Google's research [1] finds a DRAM error rate of "25,000 to 70,000 errors per billion device hours per Mbit" on hardware in "modern compute clusters." If there are 100 million Dropbox clients out there, Dropbox clients should encounter 2,500 to 7,000 errors per Mbit per hour, though factoring in the "low-end or old hardware" that many Dropbox clients are running on, the error rate is probably somewhat higher. For the sake of making the math simple, call it 10k errors per Mbit per hour, or 1 error per 100 bit-hours. So a given bit should flip on some user's machine on the order of once a week. That seems pretty firmly in the range of "sometimes we see these weird errors that we don't really understand," especially if you multiply by the same error potentially coming from different parts of the program (so "the same piece of data" is really "a few pieces of data that get collapsed together for purposes of analysis).
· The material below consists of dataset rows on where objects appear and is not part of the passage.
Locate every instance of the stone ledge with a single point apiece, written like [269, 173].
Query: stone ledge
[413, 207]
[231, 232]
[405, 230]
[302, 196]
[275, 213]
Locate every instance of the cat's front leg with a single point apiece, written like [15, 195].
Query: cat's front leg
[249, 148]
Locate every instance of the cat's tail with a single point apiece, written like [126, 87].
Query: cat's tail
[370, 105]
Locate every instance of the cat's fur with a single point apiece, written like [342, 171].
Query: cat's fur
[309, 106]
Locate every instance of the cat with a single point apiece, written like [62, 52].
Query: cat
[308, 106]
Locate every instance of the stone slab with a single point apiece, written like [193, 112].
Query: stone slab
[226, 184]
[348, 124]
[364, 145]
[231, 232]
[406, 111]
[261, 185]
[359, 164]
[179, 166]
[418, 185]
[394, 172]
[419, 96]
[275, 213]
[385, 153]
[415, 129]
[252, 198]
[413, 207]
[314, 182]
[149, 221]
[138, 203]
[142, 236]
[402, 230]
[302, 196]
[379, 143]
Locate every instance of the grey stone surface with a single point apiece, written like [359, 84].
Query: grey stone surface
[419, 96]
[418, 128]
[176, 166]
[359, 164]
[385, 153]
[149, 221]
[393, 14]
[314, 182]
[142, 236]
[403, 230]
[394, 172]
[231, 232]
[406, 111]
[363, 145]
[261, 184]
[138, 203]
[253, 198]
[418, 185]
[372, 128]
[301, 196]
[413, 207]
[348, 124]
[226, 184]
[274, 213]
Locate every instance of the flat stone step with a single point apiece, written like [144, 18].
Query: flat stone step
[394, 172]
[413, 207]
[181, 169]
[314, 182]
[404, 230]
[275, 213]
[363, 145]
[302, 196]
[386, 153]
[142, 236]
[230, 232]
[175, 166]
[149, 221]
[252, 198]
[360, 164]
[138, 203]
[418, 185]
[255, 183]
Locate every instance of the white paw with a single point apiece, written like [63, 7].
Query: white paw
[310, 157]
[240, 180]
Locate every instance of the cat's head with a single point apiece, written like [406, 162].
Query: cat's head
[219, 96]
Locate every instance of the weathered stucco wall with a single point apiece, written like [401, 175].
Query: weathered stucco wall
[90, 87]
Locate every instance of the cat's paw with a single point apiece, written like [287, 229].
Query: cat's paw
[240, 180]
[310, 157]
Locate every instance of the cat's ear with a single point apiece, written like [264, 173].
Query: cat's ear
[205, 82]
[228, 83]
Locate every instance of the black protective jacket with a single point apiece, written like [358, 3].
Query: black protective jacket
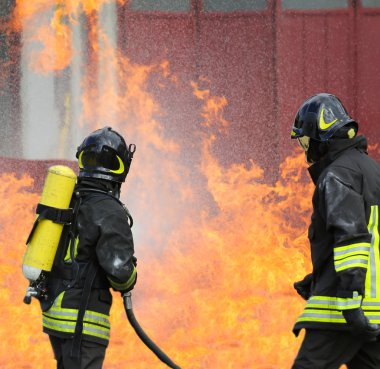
[344, 237]
[100, 243]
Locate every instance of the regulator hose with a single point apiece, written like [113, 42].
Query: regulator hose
[127, 299]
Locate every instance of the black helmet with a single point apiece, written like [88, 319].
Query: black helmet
[104, 154]
[320, 117]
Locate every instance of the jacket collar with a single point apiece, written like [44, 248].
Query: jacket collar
[337, 147]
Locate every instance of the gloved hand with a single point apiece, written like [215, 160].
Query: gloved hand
[303, 287]
[360, 325]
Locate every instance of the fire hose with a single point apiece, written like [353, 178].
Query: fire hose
[127, 298]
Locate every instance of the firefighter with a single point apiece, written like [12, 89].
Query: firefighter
[96, 252]
[342, 311]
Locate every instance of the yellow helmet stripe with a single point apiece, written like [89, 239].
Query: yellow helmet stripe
[121, 166]
[80, 160]
[322, 124]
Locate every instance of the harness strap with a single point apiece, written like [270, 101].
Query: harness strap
[85, 298]
[60, 216]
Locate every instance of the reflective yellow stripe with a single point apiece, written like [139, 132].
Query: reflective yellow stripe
[328, 316]
[69, 327]
[72, 314]
[125, 285]
[332, 316]
[372, 283]
[352, 262]
[338, 250]
[357, 249]
[351, 256]
[334, 303]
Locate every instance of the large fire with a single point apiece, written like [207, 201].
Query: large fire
[218, 247]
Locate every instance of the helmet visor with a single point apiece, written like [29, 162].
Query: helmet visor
[106, 158]
[304, 142]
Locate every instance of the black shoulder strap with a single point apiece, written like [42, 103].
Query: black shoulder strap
[94, 190]
[61, 216]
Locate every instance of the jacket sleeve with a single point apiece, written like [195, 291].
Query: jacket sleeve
[115, 250]
[345, 217]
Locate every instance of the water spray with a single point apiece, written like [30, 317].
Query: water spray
[127, 299]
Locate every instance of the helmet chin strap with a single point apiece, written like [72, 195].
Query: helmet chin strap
[317, 150]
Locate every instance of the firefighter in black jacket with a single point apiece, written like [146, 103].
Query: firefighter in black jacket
[95, 253]
[342, 312]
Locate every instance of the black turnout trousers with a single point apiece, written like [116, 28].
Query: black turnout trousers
[323, 349]
[92, 354]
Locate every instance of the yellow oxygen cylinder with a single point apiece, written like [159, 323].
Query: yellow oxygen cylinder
[57, 192]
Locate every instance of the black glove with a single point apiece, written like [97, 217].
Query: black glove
[360, 325]
[303, 287]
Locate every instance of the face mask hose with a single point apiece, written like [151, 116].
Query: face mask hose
[127, 299]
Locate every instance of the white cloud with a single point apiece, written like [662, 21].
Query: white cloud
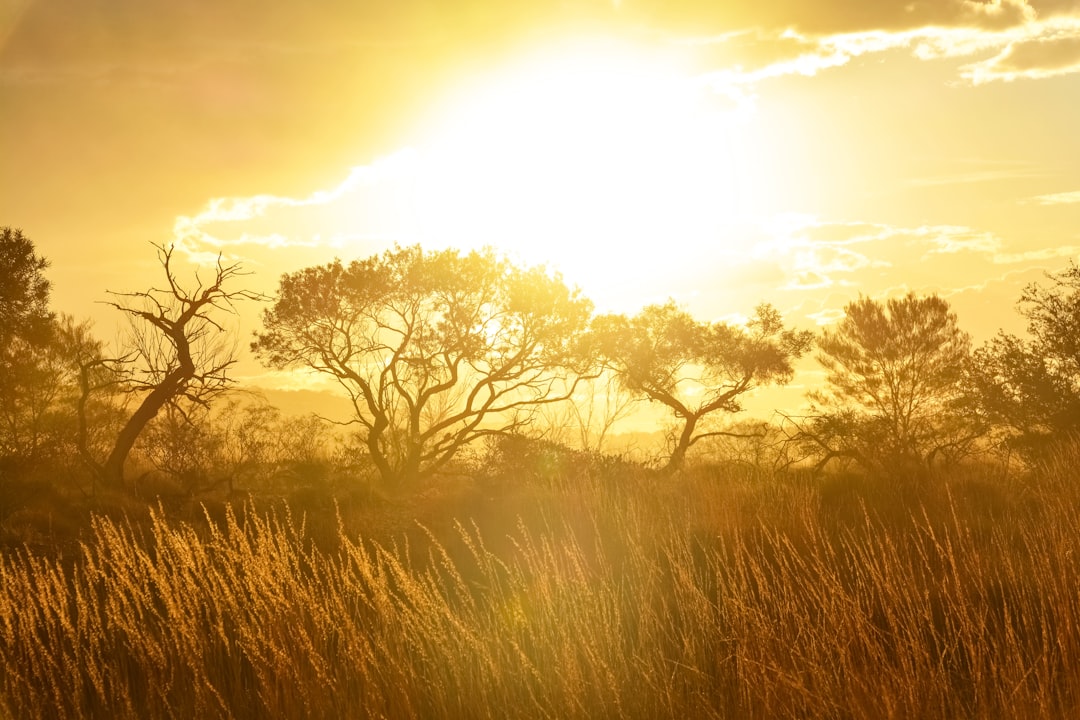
[1057, 199]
Your intuition that a "typical threading bug" is much more likely than a random bit flip is spot on, but that actually works in favor of the "random bit flip" thesis. On the Dropbox scale, a threading bug/race condition would typically show up as a significant, persistent issue, several orders of magnitude more common than the random oddball errors described in the article.

[1]

2 comments

> On the Dropbox scale, a threading bug/race condition would typically show up as a significant, persistent issue, several orders of magnitude more common than the random oddball errors described in the article.

Threading bugs could have any kind of frequency, though. The ones that are unfrequent are the ones that tend to make it into production...

Citation is missing. Thanks for doing the math, very interesting, but I'm still very skeptical! The paper says they observed bit error rates "order of magnitudes higher than previously reported" so should we expect 1 error per week or 1 error per 10 or 100 weeks?